Greater Number of Capillary Endothelial Cell Mitochondria in Brain Than in Muscle

The selective permeability of the brain mircrocirculatory bed (the blood-brain barrier-BBB) is widely believed to have its locus at the brain capillary endothelial cell. Whereas capillaries in other tissue are nonspecifically permeable to all small molecules by virtue of open clefts between endothelial cells, cellular fenestrae and pino-cytosis, these nonspecific routes of exchange are virtually absent in brain, and transcapil-lary exchange probably takes place through the membranous walls and the cytoplasm of endothelial cells. Although most organic molecular exchange is probably bidirectional and net flux is determined by concentration gradients, recent studies have suggested a unidirectional flux out of the brain for potassium, iodide and organic anions (1-3). Such uphill unidirectional transport would require a source of energy in the brain capillary endothelial cell.

If the brain capillary wall performs an energy-dependent excretory function as a substantial part of its total metabolic work, it might be expected that brain capillary endothelial cells would contain more mitochondria than a tissue with nonspecifically permeable capillaries, such as skeletal muscle.

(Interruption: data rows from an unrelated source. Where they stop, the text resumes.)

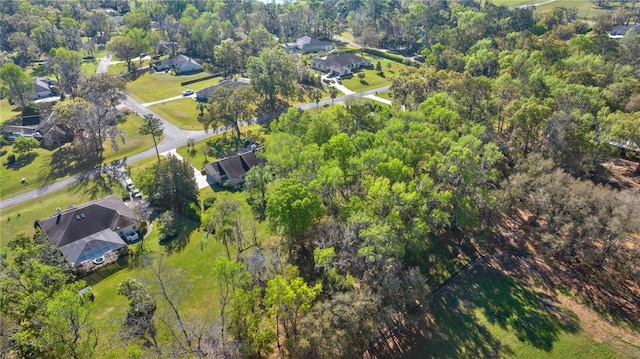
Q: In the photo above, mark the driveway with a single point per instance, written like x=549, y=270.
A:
x=200, y=178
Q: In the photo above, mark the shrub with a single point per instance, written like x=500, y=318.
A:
x=208, y=202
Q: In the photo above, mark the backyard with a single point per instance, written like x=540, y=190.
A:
x=372, y=79
x=156, y=86
x=43, y=166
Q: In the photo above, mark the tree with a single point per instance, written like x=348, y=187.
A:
x=68, y=328
x=170, y=185
x=95, y=114
x=66, y=66
x=256, y=181
x=142, y=307
x=23, y=145
x=228, y=276
x=152, y=126
x=316, y=96
x=17, y=85
x=223, y=219
x=229, y=108
x=292, y=208
x=272, y=74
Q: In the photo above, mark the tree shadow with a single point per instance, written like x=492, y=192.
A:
x=68, y=160
x=179, y=242
x=101, y=181
x=455, y=323
x=22, y=161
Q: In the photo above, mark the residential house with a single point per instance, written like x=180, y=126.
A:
x=308, y=44
x=619, y=32
x=231, y=170
x=180, y=63
x=93, y=233
x=204, y=94
x=42, y=87
x=340, y=64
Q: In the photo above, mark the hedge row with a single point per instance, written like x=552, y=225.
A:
x=185, y=83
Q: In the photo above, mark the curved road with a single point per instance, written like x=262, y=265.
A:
x=173, y=137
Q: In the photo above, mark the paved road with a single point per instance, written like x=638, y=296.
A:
x=173, y=137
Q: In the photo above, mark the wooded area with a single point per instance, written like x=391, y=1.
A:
x=502, y=141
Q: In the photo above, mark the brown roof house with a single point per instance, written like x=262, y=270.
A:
x=93, y=233
x=230, y=171
x=340, y=64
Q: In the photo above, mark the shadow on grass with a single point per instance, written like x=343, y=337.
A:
x=178, y=243
x=69, y=160
x=454, y=326
x=22, y=161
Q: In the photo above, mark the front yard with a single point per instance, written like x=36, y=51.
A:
x=150, y=87
x=371, y=77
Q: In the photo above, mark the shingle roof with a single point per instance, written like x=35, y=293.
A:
x=84, y=221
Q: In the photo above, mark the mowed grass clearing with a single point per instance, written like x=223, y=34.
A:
x=182, y=113
x=156, y=86
x=487, y=313
x=43, y=166
x=372, y=79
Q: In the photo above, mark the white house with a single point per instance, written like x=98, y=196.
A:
x=340, y=64
x=180, y=63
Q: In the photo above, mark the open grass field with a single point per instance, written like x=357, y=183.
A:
x=490, y=312
x=219, y=144
x=7, y=111
x=372, y=79
x=151, y=87
x=43, y=166
x=20, y=218
x=182, y=113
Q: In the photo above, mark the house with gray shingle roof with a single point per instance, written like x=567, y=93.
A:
x=91, y=231
x=180, y=63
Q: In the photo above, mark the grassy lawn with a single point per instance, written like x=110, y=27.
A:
x=371, y=78
x=182, y=113
x=20, y=218
x=44, y=166
x=89, y=67
x=586, y=9
x=151, y=87
x=487, y=313
x=187, y=256
x=217, y=146
x=7, y=111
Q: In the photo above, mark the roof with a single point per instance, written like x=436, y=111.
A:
x=307, y=41
x=231, y=84
x=88, y=227
x=235, y=166
x=340, y=60
x=177, y=61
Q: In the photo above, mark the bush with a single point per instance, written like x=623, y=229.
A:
x=208, y=202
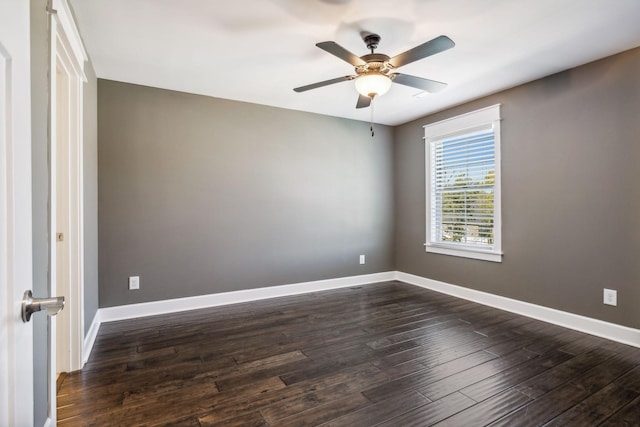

Materials and Methods. To test this hypothesis, rat brain and skeletal muscle capillaries were examined by electron microscopy and counts made of the number of mitochondria encountered in random sections. A 175-g male Wistar rat on routine diet and in apparently good health, was sacrificed, routinely perfused with glutaral-dehyde, embedded, and sectioned for electron microscopy. Anesthesia was induced with 35% chloral hydrate and respiration supported with 95% O₂ and 5% CO₂. Two tenths milliliter heparin and 0.8 ml 1 % NaNO₂ were injected intracardiac, and a cannula was placed in the ascending aorta. The right atrium was cut, and the rat perfused with 500 ml 1.25% glutaraldehyde and 1% paraformaldehyde in 0.135 M phosphate buffer at pH 7.2. The animal was cooled for 4 hr in a plastic bag at 4°. Six blocks were taken from cerebellar vermis and six blocks from the vastus medialis muscle; washed in dextrose buffer, secondarily fixed with 1 % buffered osmium tetroxide, dehydrated, and embedded in epon resin 812. Thick sections were used to select capillaries; thin sections were stained with both uranium and lead.